The specific share identification method allows investors to choose which investment is sold, which can be especially helpful when there are multiple lots purchased over time that each have a different cost basis, as advisors and their clients have the opportunity to identify exactly which shares to sell to get the best tax result. In the past, this strategy was implemented to maximize tax loss harvesting to minimize an individual's tax liability over time, although notably in today's world some advisors and clients are actually using it to ensure that long-term capital gains are harvested for those in the bottom tax brackets! Either way, though, specific share identification provided the planning opportunity, and in fact a popular feature of portfolio accounting and rebalancing software has been the ability to track and manage lot level accounting to optimize these decisions.
The rules for specific share identification were tightened up slightly in recent years, as 2008 legislation has been phasing in year by year that requires brokers and custodians to track the cost basis of newly purchased investments - so-called "covered securities" - and to report the results of sales to the IRS on a new Form 1099-B that provides information on not just the sales proceeds and sale date (as in the past), but also the cost basis, acquisition date, amount of the gain or loss, and character of the gain or loss (i.e., long-term or short-term). In addition, the new tracking rules effectively enforce the requirement that if advisors and their clients are going to use the specific share identification method, or otherwise want to set a favorable default method of accounting, it must be chosen by the time the sale occurs and the trade settles; otherwise, the lot selection is "locked in" and cannot be changed later.

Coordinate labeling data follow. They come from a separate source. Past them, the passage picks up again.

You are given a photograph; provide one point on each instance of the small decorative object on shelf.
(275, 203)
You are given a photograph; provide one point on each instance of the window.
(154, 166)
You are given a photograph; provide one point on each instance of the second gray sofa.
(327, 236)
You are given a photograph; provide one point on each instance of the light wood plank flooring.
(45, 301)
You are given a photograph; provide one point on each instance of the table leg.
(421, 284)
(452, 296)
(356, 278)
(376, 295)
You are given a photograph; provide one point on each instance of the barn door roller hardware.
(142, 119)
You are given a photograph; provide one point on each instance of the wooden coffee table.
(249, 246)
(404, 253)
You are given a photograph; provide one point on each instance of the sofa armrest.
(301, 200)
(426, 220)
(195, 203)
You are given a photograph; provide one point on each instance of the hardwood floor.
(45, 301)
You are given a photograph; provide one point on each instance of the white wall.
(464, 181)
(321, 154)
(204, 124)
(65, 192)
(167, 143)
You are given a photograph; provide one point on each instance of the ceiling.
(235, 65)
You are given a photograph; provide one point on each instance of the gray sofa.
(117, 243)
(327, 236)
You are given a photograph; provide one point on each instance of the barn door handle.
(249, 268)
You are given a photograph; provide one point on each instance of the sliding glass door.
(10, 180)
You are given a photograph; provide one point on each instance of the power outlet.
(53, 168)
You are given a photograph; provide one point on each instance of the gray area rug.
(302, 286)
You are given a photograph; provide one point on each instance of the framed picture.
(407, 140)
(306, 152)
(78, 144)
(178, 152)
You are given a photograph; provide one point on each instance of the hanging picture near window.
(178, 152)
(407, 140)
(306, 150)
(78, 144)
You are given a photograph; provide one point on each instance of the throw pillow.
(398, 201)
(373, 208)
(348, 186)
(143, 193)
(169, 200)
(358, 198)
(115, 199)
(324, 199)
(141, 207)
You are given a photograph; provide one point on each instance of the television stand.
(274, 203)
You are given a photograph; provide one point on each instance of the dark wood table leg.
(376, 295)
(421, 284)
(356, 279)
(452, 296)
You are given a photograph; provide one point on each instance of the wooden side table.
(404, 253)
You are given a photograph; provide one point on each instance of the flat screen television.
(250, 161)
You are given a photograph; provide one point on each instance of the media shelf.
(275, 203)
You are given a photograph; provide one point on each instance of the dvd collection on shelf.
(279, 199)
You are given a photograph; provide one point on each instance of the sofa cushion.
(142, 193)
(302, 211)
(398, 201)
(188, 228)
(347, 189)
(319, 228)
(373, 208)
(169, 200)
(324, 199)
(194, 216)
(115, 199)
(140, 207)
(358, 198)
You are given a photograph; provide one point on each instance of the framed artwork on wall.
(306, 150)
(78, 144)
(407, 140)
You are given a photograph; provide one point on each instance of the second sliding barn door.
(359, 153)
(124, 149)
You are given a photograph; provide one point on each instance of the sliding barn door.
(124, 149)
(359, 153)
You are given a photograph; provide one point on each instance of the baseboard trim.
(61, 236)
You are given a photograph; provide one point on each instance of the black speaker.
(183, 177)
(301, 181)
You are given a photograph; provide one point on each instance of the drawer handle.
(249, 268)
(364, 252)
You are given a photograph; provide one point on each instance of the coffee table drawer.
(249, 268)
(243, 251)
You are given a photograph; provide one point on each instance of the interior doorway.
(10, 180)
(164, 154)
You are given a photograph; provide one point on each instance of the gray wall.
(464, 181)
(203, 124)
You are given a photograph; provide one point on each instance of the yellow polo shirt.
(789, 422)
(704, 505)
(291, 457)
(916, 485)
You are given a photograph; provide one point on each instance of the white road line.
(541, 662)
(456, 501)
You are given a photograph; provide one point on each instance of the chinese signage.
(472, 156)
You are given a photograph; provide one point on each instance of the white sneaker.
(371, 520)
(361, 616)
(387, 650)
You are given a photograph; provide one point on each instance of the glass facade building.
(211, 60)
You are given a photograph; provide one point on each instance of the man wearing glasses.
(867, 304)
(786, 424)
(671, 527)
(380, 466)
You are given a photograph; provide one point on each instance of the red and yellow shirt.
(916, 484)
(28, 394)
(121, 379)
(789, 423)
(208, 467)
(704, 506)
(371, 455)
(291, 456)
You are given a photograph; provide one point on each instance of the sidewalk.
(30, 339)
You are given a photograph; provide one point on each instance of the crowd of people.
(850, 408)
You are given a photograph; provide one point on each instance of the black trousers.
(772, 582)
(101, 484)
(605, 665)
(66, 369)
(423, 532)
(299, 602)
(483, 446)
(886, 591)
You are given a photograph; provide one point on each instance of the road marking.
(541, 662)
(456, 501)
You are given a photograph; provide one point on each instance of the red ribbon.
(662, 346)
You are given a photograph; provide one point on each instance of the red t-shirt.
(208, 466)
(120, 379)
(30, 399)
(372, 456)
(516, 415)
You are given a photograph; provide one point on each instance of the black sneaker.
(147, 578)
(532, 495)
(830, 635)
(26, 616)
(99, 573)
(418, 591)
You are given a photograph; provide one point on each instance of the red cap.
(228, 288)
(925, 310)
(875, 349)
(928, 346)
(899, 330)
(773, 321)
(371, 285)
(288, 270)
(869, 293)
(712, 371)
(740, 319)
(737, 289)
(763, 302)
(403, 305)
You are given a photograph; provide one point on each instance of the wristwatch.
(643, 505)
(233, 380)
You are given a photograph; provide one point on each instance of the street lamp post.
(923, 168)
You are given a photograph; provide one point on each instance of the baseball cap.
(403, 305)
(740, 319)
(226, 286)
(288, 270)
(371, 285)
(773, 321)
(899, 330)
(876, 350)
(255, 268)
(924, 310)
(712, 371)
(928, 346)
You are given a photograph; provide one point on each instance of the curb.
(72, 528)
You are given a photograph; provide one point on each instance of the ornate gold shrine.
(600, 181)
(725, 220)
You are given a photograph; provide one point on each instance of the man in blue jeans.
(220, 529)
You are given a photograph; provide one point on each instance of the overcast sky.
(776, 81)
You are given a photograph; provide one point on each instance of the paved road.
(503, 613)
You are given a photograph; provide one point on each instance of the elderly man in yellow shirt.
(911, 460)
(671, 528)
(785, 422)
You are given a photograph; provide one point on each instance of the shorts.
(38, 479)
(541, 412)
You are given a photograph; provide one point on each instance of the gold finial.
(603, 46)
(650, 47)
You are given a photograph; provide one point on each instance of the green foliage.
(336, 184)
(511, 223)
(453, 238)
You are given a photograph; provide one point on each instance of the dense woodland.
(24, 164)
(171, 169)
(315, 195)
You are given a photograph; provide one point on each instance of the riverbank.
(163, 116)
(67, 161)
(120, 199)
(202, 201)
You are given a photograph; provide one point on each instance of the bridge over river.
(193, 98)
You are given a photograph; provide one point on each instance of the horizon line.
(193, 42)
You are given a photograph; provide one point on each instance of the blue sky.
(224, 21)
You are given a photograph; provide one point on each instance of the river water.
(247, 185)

In a new potential blow to the planning strategy, though, the latest 2014 Budget Proposal from President Obama would eliminate lot level accounting and the specific share identification method altogether, requiring instead that covered securities all be reported using the average cost method once they are held long enough to be eligible for long-term capital gains. Although some of the details remain unclear - most notably, whether the rules would apply only for stocks, or for mutual funds and ETFs as well - the bottom line is that the opportunity to make tax-savvy decisions about individual investment lots being sold may soon cease to be a value proposition for advisors and the technology that supports them!